Although we standardized the intravenous fluid and diet, controlling extra intake and snacks between meals is challenging. Moreover, insulin injections are given to hyperglycemic patients per protocol as it is unethical to leave them untreated, thus underestimating the actual duration of hyperglycemia. In addition, patients with complex medical comorbidities and a higher risk of postoperative glucose disturbance will likely opt not for steroid injection by the anesthetist, which will further confound our results. Nevertheless, although these limiting factors can potentially affect our results, we believe that they also reflected real-life clinical scenarios where similar treatments would have been provided accordingly. As patients with HbA1c > 7.5% were not recruited in our study, it means our study was mainly focused on patients who were supposed to have relatively good control of their diabetes, and our results may not be directly applicable for patients with poorly controlled diabetes. However, since the variation of glucose control is still commonly observed in patients with relatively well-controlled diabetes, we believe our results are still useful in providing insight into perioperative hyperglycemia risk of this group of patients.
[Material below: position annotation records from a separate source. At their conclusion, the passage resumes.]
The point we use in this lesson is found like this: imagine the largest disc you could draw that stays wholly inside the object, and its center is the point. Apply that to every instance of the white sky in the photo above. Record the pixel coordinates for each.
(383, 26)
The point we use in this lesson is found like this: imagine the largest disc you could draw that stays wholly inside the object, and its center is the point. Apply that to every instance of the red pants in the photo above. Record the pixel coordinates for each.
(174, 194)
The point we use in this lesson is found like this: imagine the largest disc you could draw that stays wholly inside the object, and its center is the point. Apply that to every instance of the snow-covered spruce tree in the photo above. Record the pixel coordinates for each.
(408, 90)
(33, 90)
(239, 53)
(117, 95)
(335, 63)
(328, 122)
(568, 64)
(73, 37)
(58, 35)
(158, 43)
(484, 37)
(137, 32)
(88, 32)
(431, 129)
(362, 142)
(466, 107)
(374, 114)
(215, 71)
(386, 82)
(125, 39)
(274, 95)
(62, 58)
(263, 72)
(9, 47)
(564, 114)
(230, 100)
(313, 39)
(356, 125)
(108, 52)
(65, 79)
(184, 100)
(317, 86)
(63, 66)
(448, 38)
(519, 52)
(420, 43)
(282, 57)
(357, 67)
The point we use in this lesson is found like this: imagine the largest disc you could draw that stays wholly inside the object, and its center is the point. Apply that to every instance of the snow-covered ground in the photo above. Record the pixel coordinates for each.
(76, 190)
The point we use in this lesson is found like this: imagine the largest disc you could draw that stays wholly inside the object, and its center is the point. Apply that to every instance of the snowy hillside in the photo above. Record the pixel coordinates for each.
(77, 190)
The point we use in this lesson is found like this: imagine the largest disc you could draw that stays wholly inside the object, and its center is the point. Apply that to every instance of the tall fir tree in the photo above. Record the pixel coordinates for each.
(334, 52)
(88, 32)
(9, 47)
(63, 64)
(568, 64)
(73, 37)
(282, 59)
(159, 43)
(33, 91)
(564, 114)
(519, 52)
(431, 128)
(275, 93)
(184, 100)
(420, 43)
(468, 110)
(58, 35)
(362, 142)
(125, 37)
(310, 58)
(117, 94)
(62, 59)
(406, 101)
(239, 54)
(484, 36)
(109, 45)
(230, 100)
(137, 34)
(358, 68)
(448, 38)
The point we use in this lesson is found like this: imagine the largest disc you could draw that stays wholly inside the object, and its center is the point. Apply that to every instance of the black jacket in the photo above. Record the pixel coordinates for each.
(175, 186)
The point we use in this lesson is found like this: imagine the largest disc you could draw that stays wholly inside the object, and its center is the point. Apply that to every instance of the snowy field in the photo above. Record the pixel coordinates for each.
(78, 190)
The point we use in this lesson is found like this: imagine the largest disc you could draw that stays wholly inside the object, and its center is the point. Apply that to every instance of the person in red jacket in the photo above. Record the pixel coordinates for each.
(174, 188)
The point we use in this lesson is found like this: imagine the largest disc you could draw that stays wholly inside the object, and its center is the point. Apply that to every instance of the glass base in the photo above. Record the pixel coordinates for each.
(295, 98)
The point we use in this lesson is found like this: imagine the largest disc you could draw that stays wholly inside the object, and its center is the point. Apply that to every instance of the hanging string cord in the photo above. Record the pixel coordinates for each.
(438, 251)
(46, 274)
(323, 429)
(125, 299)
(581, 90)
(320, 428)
Despite the limitations, our study does shed some light on the risk factors for postoperative hyperglycemia after TKA and we hope it can provide evidence for clinicians to consider when managing this group of patients. However, the sample size of our study is relatively small to see the effect of controlling the risk factors identified in the current study, including HbA1c, fructosamine, and steroid injections. Also, in our study, we were not able to draw any conclusion on a target threshold for these risk factors for patient optimization, and this is once again likely due to the limited size of our study. In view of these limitations, a larger scale of study is welcomed to further examine the relationships between these risk factors and postoperative hyperglycemia. Furthermore, in our study, we have only been looking at patients undergoing unilateral primary TKA. Nowadays bilateral one-staged TKAs or revision surgery are becoming more common, so our results may not be directly applicable to those patients. Future studies on the risk factors for postoperative hyperglycemia for these patients will be useful.
Conclusion
Our study found that the most potent risk factor for hyperglycemic time and increased average blood glucose is HbA1c, followed by fructosamine and dexamethasone injections. With our results, we suggest that universal screening of these glycemic markers, that is, HbA1c and fructosamine, is beneficial for patients undergoing primary TKA, even in nondiabetic patients. However, the factors analyzed in our study cannot adequately explain the difference in glucose variability in our patients, and further study in this regard is welcomed.
Footnotes
Declaration of conflicting interests
The author(s) declared no potential conflicts of interest with respect to the research, authorship, and/or publication of this article.
Funding
The author(s) received no financial support for the research, authorship, and/or publication of this article.